When I place two glyphs together as a composite and they overlap this comes up as an error when I validate the font (for example characters with a cedilla or ogonek). Is this correct?
I believe that overlapping glyphs forming a composite is not supposed to be an error, most fonts do it and it seems to cause no problems when rendering.
Ogonek and Cedilla accents are meant to be overlapped. Ovelapping contours is bad for simple glyphs but for composites does it matter if the contours from different components of the composite overlap?
Yes I could combine the two components of the composite, make it into a simple glyph and then do a union but this would increase the size of the font.
I have just looked at ‘Times New Roman’ in Font Creator, just out of curiosity. It has hundreds (quite literally > 250) overlapping composites. This is one of the most used fonts under windows, if overlapping composites caused problems wouldn’t someone have noticed by now?
Overlapping composites must be OK despite being regarded as an error by Font Creator font validation!
I understand that it will cause errors if they are the wrong direction but if they are the correct direction I assume that they will not cause an error but Font Creator flags overlapping contours in composite glyphs as an error regardless of the directions.
I took a look at a ogonek in Time New Roman, and in my opinion the designers were just too lazy to do the job properly. The outline would be better if the accent formed part of the glyph shape, instead of looking like something stuck on as an after-thought.
Left is the original, and right is how I would do it.

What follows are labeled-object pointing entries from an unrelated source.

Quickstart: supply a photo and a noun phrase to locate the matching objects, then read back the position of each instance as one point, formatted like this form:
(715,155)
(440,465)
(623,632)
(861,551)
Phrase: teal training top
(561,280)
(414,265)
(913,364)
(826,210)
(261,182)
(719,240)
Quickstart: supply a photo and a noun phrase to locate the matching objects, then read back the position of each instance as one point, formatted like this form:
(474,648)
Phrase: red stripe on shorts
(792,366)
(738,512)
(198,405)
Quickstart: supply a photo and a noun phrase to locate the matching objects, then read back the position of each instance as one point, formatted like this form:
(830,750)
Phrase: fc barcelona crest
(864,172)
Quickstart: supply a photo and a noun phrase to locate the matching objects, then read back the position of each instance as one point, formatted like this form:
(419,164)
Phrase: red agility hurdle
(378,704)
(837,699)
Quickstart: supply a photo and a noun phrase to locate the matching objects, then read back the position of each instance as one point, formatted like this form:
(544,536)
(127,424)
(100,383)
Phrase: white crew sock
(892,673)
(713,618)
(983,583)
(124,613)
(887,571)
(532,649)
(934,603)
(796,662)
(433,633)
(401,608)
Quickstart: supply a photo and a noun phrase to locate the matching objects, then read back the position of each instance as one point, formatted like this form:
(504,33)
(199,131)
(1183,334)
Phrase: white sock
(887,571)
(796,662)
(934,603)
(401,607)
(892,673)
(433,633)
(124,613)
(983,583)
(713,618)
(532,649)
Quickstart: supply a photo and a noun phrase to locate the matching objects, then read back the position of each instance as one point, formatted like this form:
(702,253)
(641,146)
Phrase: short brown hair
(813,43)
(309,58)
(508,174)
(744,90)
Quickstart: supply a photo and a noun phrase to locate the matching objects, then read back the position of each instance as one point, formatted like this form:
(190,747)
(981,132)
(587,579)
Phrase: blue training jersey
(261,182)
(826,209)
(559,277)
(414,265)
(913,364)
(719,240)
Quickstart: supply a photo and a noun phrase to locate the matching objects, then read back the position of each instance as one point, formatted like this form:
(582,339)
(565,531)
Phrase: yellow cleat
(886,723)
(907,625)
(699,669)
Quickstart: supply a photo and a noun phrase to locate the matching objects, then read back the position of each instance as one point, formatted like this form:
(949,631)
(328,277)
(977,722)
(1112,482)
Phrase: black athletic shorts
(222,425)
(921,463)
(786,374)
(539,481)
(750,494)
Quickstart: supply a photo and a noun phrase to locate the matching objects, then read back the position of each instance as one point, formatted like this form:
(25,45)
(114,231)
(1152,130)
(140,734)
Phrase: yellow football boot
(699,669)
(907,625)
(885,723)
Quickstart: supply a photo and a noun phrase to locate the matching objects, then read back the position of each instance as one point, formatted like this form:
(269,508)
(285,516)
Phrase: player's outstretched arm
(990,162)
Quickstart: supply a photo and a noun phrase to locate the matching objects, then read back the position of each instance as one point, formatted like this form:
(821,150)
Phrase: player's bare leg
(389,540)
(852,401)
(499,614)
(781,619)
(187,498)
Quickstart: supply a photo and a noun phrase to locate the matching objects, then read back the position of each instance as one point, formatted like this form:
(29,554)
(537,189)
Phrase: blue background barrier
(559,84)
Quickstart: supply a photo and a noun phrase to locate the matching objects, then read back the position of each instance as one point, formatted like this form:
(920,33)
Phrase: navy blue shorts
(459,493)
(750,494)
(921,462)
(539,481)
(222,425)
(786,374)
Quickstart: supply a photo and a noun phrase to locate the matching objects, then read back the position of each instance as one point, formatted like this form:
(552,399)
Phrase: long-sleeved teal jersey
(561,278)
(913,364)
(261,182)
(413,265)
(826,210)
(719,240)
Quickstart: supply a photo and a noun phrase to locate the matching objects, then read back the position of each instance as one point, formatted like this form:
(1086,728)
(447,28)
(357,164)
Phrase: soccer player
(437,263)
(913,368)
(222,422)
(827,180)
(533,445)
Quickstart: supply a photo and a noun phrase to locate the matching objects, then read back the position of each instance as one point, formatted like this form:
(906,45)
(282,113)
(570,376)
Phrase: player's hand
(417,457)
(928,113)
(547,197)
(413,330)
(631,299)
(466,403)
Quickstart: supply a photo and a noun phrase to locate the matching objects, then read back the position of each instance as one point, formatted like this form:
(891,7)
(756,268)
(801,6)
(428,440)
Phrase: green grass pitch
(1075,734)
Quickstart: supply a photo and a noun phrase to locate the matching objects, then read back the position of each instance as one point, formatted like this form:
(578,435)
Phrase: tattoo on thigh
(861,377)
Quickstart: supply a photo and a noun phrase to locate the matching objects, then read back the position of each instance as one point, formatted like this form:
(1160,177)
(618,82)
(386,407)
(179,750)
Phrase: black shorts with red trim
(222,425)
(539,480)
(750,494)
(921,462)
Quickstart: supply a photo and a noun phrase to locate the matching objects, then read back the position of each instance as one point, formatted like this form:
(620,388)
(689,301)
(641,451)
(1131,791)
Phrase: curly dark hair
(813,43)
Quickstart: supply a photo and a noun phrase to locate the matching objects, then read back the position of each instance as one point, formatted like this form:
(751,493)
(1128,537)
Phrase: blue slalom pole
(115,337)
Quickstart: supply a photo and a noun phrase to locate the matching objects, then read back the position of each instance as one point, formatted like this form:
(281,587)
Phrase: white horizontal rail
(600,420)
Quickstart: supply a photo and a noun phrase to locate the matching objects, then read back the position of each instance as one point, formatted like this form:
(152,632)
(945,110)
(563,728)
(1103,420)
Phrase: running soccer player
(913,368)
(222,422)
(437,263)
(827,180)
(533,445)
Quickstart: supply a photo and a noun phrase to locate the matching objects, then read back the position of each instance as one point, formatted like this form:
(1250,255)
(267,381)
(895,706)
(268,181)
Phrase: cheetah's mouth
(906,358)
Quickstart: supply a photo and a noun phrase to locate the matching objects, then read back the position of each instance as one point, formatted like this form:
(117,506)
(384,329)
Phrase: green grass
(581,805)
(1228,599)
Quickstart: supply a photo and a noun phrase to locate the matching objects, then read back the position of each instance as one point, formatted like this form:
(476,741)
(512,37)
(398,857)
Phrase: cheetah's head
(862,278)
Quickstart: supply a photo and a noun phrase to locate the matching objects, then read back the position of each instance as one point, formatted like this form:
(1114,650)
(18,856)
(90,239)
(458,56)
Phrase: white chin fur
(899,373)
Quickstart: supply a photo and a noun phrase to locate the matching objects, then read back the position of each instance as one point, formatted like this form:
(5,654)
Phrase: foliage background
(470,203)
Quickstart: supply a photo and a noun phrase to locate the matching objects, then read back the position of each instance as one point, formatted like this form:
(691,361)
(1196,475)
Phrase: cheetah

Lowercase u ogonek looks positively sloppy:
However, in the case of Uhorn and uhorn they did a neat job by combining the curves with a smooth join, though I am not sure why they left the off-curve extremes.
C Cedilla may be OK without any extra work required. The increase in font size by making a few composites simple is negligible, but leaving them as composites makes sense if you have not yet finalised the design of the base glyphs or the accents — it makes a lot more work if you combine the components too soon. I often have to repeat the Get Union of Contours process if I find a glitch in my fonts later
I have been combining the glyphs too soon because I was under the misconception that overlapping composite contours was an error, but I have been trying to join them so that they look as if they were always meant to be part of the glyph. Yes it does make for more work, I am in the process of re-designing some of the lower case italics in Kelvinch and having to find all the glyphs where they were used.
I do agree that some of the combinations in Times New Roman look a bit amateurish.
If I could start the font again I would not repeat the multitude of mistakes I made with Kelvinch, hopefully the final font will not reflect it’s early mess.